Lieutenant Commander Erika O’Leary will speak at the ‘Women and the Sea’ symposium about the Irish Naval Service, her role as ship’s captain, and her experience as a woman working in the navy. She will also speak about the vital duties performed recently by the Irish Naval Service in the Mediterranean and in humanitarian crises.

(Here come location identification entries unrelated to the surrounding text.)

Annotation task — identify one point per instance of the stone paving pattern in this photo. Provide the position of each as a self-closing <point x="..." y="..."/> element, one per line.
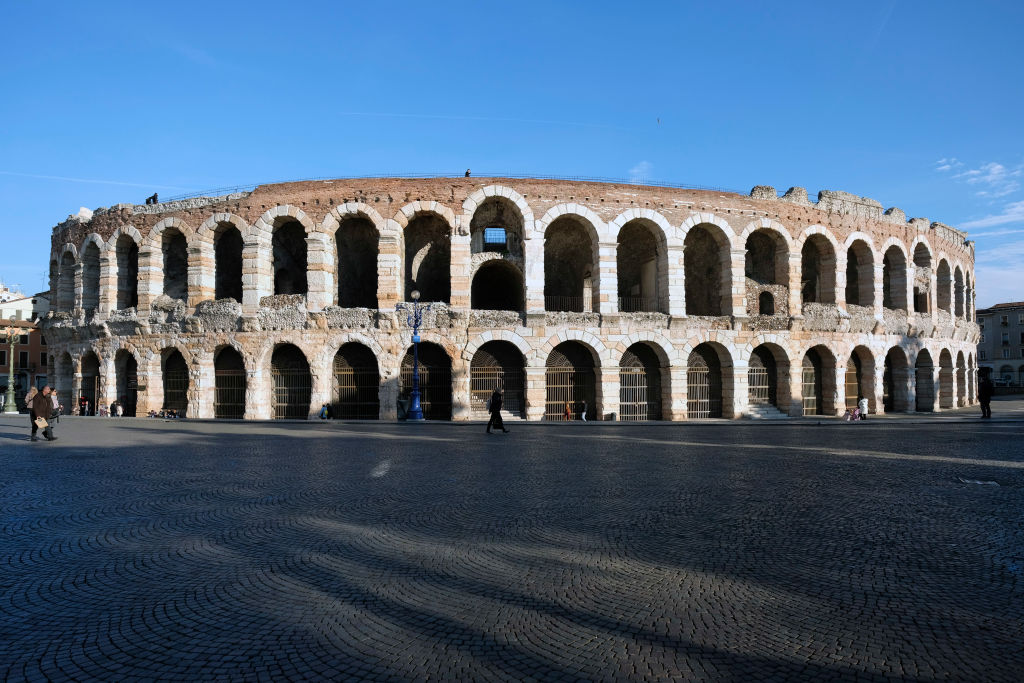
<point x="144" y="549"/>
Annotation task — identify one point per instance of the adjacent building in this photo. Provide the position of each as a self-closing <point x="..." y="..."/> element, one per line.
<point x="1000" y="347"/>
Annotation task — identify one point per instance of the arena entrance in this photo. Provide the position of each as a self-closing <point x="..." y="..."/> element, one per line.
<point x="924" y="371"/>
<point x="640" y="384"/>
<point x="435" y="381"/>
<point x="355" y="391"/>
<point x="569" y="380"/>
<point x="126" y="377"/>
<point x="175" y="375"/>
<point x="229" y="384"/>
<point x="704" y="384"/>
<point x="498" y="365"/>
<point x="292" y="383"/>
<point x="90" y="380"/>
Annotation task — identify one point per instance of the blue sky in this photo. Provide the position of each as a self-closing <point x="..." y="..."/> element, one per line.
<point x="916" y="104"/>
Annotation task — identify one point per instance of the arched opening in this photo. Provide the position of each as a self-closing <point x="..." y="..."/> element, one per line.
<point x="946" y="380"/>
<point x="126" y="374"/>
<point x="497" y="226"/>
<point x="859" y="274"/>
<point x="175" y="376"/>
<point x="290" y="259"/>
<point x="90" y="381"/>
<point x="924" y="371"/>
<point x="90" y="276"/>
<point x="292" y="383"/>
<point x="569" y="264"/>
<point x="957" y="292"/>
<point x="859" y="378"/>
<point x="127" y="258"/>
<point x="175" y="254"/>
<point x="229" y="384"/>
<point x="818" y="382"/>
<point x="705" y="383"/>
<point x="570" y="383"/>
<point x="498" y="365"/>
<point x="766" y="377"/>
<point x="357" y="243"/>
<point x="435" y="381"/>
<point x="428" y="258"/>
<point x="355" y="393"/>
<point x="961" y="379"/>
<point x="944" y="283"/>
<point x="817" y="270"/>
<point x="497" y="285"/>
<point x="706" y="265"/>
<point x="922" y="279"/>
<point x="227" y="262"/>
<point x="640" y="383"/>
<point x="894" y="280"/>
<point x="638" y="265"/>
<point x="66" y="293"/>
<point x="896" y="390"/>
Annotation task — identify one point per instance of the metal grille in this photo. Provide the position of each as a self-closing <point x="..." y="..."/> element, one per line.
<point x="292" y="389"/>
<point x="925" y="381"/>
<point x="810" y="390"/>
<point x="482" y="382"/>
<point x="229" y="394"/>
<point x="176" y="390"/>
<point x="758" y="386"/>
<point x="355" y="393"/>
<point x="435" y="389"/>
<point x="701" y="402"/>
<point x="572" y="386"/>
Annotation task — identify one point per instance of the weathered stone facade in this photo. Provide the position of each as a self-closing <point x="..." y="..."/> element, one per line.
<point x="644" y="302"/>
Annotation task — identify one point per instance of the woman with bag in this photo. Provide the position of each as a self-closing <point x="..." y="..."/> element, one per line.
<point x="39" y="410"/>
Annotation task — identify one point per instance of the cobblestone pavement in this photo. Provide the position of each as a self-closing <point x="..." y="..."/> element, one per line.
<point x="144" y="549"/>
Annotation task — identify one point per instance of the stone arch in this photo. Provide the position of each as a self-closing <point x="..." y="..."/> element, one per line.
<point x="708" y="269"/>
<point x="571" y="272"/>
<point x="894" y="269"/>
<point x="819" y="254"/>
<point x="642" y="263"/>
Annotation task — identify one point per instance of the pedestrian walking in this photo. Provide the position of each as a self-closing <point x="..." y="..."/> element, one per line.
<point x="495" y="406"/>
<point x="39" y="410"/>
<point x="985" y="391"/>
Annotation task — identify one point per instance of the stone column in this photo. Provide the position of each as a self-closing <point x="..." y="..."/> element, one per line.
<point x="460" y="267"/>
<point x="320" y="272"/>
<point x="537" y="392"/>
<point x="677" y="284"/>
<point x="607" y="280"/>
<point x="607" y="394"/>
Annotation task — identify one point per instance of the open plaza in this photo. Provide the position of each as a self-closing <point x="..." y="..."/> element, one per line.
<point x="801" y="549"/>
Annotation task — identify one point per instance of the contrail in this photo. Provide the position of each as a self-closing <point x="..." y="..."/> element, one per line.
<point x="454" y="117"/>
<point x="100" y="182"/>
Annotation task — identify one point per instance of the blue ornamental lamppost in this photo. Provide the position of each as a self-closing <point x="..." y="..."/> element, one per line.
<point x="414" y="318"/>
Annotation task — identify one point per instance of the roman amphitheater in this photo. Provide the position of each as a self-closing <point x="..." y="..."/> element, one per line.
<point x="629" y="302"/>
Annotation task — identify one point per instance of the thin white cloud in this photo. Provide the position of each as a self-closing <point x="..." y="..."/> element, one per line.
<point x="995" y="179"/>
<point x="1012" y="213"/>
<point x="641" y="171"/>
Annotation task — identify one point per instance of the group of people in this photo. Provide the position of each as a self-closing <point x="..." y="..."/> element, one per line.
<point x="44" y="408"/>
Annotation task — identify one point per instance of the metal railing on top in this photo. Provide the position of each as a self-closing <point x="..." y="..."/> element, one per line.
<point x="217" y="191"/>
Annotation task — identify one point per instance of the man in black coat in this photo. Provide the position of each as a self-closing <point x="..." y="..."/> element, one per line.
<point x="496" y="412"/>
<point x="985" y="391"/>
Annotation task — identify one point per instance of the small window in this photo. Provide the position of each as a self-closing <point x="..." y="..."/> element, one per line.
<point x="494" y="239"/>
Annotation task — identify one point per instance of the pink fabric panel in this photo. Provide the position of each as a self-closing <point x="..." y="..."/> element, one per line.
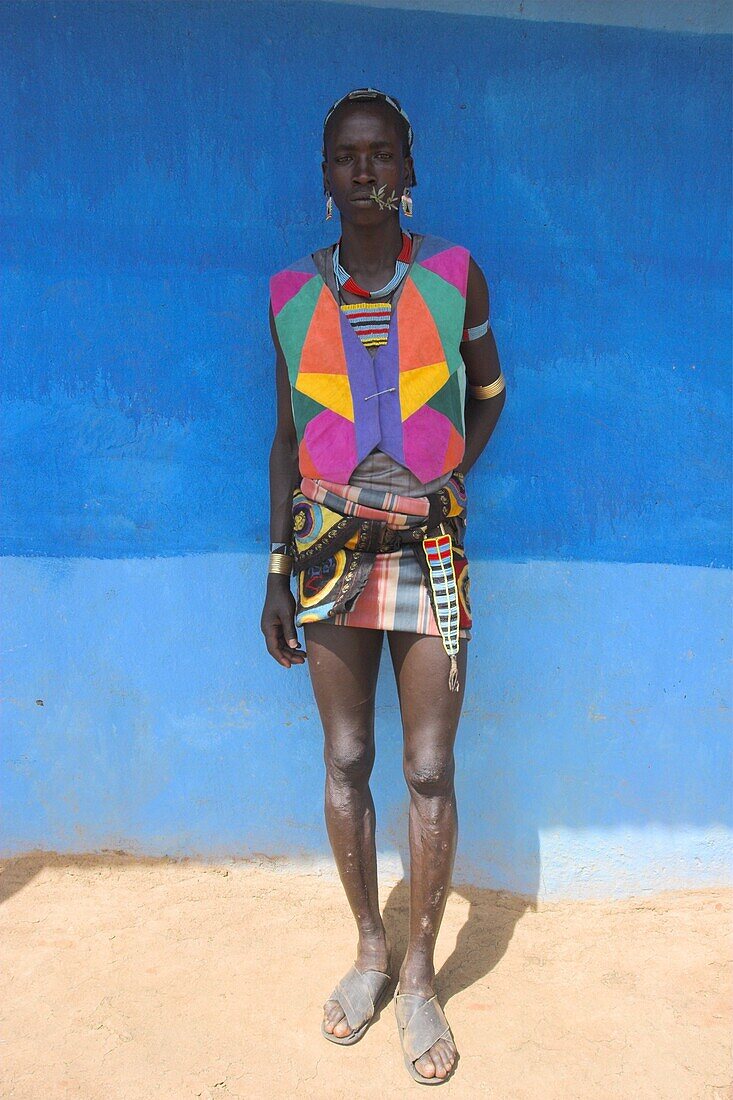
<point x="426" y="435"/>
<point x="284" y="286"/>
<point x="331" y="444"/>
<point x="451" y="265"/>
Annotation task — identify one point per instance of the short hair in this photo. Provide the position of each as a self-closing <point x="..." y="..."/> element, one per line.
<point x="372" y="95"/>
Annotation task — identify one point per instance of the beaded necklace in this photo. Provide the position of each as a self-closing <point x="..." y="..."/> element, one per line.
<point x="345" y="282"/>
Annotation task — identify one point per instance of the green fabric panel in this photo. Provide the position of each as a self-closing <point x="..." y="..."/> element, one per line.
<point x="449" y="402"/>
<point x="304" y="409"/>
<point x="448" y="309"/>
<point x="292" y="323"/>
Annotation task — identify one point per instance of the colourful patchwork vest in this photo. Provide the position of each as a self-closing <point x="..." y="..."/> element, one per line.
<point x="407" y="399"/>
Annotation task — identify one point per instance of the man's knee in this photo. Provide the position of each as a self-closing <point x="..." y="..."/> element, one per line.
<point x="349" y="762"/>
<point x="429" y="772"/>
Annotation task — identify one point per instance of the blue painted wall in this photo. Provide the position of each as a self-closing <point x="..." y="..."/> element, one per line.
<point x="159" y="161"/>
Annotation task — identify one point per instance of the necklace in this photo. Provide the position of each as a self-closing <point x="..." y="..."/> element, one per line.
<point x="345" y="282"/>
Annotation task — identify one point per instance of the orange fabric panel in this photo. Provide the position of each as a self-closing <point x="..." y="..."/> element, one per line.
<point x="419" y="341"/>
<point x="323" y="350"/>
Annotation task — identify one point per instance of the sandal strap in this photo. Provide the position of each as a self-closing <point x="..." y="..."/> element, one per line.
<point x="422" y="1023"/>
<point x="358" y="993"/>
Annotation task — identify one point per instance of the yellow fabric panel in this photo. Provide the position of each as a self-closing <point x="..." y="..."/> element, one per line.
<point x="417" y="386"/>
<point x="332" y="391"/>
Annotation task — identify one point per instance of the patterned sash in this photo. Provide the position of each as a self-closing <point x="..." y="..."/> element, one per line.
<point x="338" y="529"/>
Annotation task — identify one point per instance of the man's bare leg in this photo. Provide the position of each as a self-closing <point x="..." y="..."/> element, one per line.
<point x="429" y="716"/>
<point x="343" y="663"/>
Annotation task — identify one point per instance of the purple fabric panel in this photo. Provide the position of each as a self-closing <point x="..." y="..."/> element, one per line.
<point x="360" y="369"/>
<point x="386" y="373"/>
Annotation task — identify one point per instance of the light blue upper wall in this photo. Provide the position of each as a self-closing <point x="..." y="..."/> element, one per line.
<point x="159" y="161"/>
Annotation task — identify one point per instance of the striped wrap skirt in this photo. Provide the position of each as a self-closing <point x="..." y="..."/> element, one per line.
<point x="394" y="589"/>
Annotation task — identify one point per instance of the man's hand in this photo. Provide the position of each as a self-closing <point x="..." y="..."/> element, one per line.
<point x="277" y="623"/>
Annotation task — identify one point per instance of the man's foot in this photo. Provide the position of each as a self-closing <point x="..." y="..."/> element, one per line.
<point x="440" y="1058"/>
<point x="372" y="955"/>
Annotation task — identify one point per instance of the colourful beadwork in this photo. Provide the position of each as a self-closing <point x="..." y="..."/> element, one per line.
<point x="370" y="321"/>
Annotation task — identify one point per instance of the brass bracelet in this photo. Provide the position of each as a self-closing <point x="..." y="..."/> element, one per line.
<point x="482" y="393"/>
<point x="281" y="563"/>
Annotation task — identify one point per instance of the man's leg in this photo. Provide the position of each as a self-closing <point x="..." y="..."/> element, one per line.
<point x="429" y="717"/>
<point x="343" y="663"/>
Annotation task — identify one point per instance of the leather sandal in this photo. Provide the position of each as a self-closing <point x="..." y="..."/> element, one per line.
<point x="420" y="1023"/>
<point x="360" y="994"/>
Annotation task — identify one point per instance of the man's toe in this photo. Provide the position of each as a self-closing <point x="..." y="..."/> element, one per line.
<point x="425" y="1065"/>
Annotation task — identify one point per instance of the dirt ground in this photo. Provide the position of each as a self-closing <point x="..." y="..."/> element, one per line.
<point x="132" y="979"/>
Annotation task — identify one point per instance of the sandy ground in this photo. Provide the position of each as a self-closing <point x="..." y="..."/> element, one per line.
<point x="127" y="979"/>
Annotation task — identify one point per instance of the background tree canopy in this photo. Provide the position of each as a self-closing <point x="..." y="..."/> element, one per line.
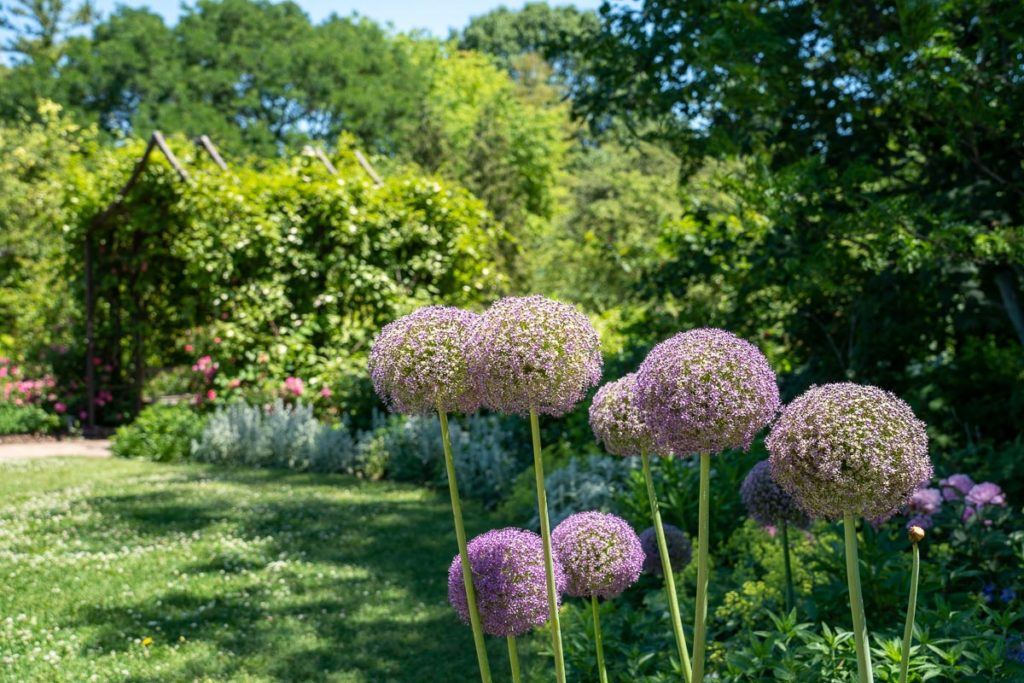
<point x="842" y="184"/>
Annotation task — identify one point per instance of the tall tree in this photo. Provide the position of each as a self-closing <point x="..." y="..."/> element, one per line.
<point x="555" y="34"/>
<point x="903" y="118"/>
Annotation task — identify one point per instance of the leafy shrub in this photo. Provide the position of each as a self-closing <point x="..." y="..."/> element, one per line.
<point x="409" y="449"/>
<point x="279" y="435"/>
<point x="591" y="483"/>
<point x="160" y="432"/>
<point x="26" y="420"/>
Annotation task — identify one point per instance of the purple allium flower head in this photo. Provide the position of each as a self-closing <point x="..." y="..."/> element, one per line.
<point x="616" y="421"/>
<point x="925" y="502"/>
<point x="848" y="449"/>
<point x="767" y="503"/>
<point x="955" y="486"/>
<point x="418" y="363"/>
<point x="600" y="554"/>
<point x="986" y="493"/>
<point x="680" y="549"/>
<point x="534" y="352"/>
<point x="510" y="582"/>
<point x="705" y="391"/>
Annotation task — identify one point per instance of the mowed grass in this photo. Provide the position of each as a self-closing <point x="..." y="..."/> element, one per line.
<point x="233" y="574"/>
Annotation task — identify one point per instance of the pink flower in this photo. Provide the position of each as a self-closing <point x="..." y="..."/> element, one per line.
<point x="294" y="386"/>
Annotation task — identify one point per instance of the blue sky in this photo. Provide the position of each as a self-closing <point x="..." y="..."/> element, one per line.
<point x="436" y="16"/>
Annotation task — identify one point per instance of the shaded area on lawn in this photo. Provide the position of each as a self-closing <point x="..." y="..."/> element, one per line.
<point x="279" y="575"/>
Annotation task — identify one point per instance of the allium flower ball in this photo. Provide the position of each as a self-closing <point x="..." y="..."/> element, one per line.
<point x="616" y="421"/>
<point x="767" y="504"/>
<point x="705" y="391"/>
<point x="986" y="493"/>
<point x="600" y="553"/>
<point x="680" y="549"/>
<point x="847" y="449"/>
<point x="955" y="486"/>
<point x="925" y="502"/>
<point x="534" y="352"/>
<point x="509" y="579"/>
<point x="418" y="363"/>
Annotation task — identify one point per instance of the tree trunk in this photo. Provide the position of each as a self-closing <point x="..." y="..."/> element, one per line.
<point x="1006" y="280"/>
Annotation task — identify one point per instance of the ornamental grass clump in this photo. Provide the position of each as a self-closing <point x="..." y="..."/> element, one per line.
<point x="418" y="365"/>
<point x="768" y="505"/>
<point x="846" y="451"/>
<point x="601" y="556"/>
<point x="705" y="391"/>
<point x="620" y="426"/>
<point x="510" y="577"/>
<point x="531" y="355"/>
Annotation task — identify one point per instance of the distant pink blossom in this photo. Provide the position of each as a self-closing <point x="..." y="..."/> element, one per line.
<point x="294" y="386"/>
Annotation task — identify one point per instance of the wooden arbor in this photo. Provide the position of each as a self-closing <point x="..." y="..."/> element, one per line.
<point x="157" y="142"/>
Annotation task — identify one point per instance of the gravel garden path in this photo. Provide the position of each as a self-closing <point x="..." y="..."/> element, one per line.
<point x="72" y="446"/>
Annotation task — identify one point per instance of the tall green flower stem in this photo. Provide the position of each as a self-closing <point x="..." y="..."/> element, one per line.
<point x="911" y="607"/>
<point x="467" y="572"/>
<point x="514" y="659"/>
<point x="670" y="579"/>
<point x="602" y="673"/>
<point x="856" y="601"/>
<point x="787" y="566"/>
<point x="700" y="616"/>
<point x="549" y="566"/>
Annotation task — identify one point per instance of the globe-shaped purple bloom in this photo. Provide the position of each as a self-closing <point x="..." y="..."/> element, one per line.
<point x="925" y="502"/>
<point x="767" y="504"/>
<point x="955" y="486"/>
<point x="418" y="363"/>
<point x="531" y="352"/>
<point x="600" y="553"/>
<point x="616" y="421"/>
<point x="680" y="549"/>
<point x="986" y="493"/>
<point x="510" y="582"/>
<point x="848" y="449"/>
<point x="705" y="391"/>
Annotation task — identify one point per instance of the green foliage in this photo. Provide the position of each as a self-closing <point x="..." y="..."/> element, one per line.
<point x="26" y="420"/>
<point x="484" y="132"/>
<point x="275" y="436"/>
<point x="409" y="449"/>
<point x="161" y="432"/>
<point x="274" y="270"/>
<point x="555" y="34"/>
<point x="253" y="75"/>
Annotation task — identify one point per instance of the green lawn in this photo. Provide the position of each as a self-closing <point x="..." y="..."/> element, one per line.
<point x="235" y="574"/>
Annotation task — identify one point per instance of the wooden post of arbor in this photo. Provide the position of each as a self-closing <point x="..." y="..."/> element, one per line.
<point x="156" y="141"/>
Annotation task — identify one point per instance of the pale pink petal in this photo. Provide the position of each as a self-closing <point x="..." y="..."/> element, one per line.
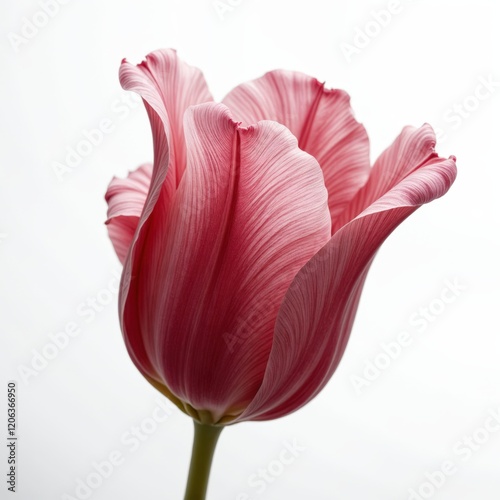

Dr Fiona Grant from the Marine Institute will give a talk at the ‘Women and the Sea’ symposium on the topic “Putting Eyes in the Deep Ocean”. Fiona began her studies in geology before going on to specialise in marine geophysics and earth system dynamics. Her first job was as conservation coordinator for wild salmon and sea trout before taking responsibility for research infrastructures in the Marine Institute. Her talk will focus on some of the challenges in observing the deep ocean environment, how to harness ocean energy in Galway Bay and present some of the latest results from studies in the Atlantic Ocean.
The poet Mary O’Malley will join us at the ‘Women and the Sea’ symposium, where she will present a paper on the poetry and song of the sea, entitled ‘When the seas were lavish’, and she will also read from her work at the symposium dinner.
Mary has published seven collections of poetry to date, and is probably best known for her most recent collection, Valparaiso (Carcanet, 2012), which began on a voyage on the Irish marine research vessel, the Celtic Explorer, and resonates with the sound of the sea.
Dr Julie Maguire, one of the symposium co-organisers, and based at the Daithi O’Murchu Marine Research Station in County Cork, will talk to the ‘Women and the Sea’ symposium about working on a marine research station.
The Daithi O’Murchu Marine Research Station has been in operation since 1991 originally as part of the Aquaculture and Development Centre (ADC), University College Cork. However in late 2005 it was established as an independent centre.
“We have 11 marine biologists working at the station some from as far away as Kenya and Brazil. Research at the station has focussed on greener technologies for aquaculture, disease and fouling control, biofuel and plastic production (from algae), minimising waste in the aquaculture and fisheries production process, environmental monitoring and remote sensing. ”
Julie will present her account of life working on a marine research station on the Sheep’s Head Peninsula.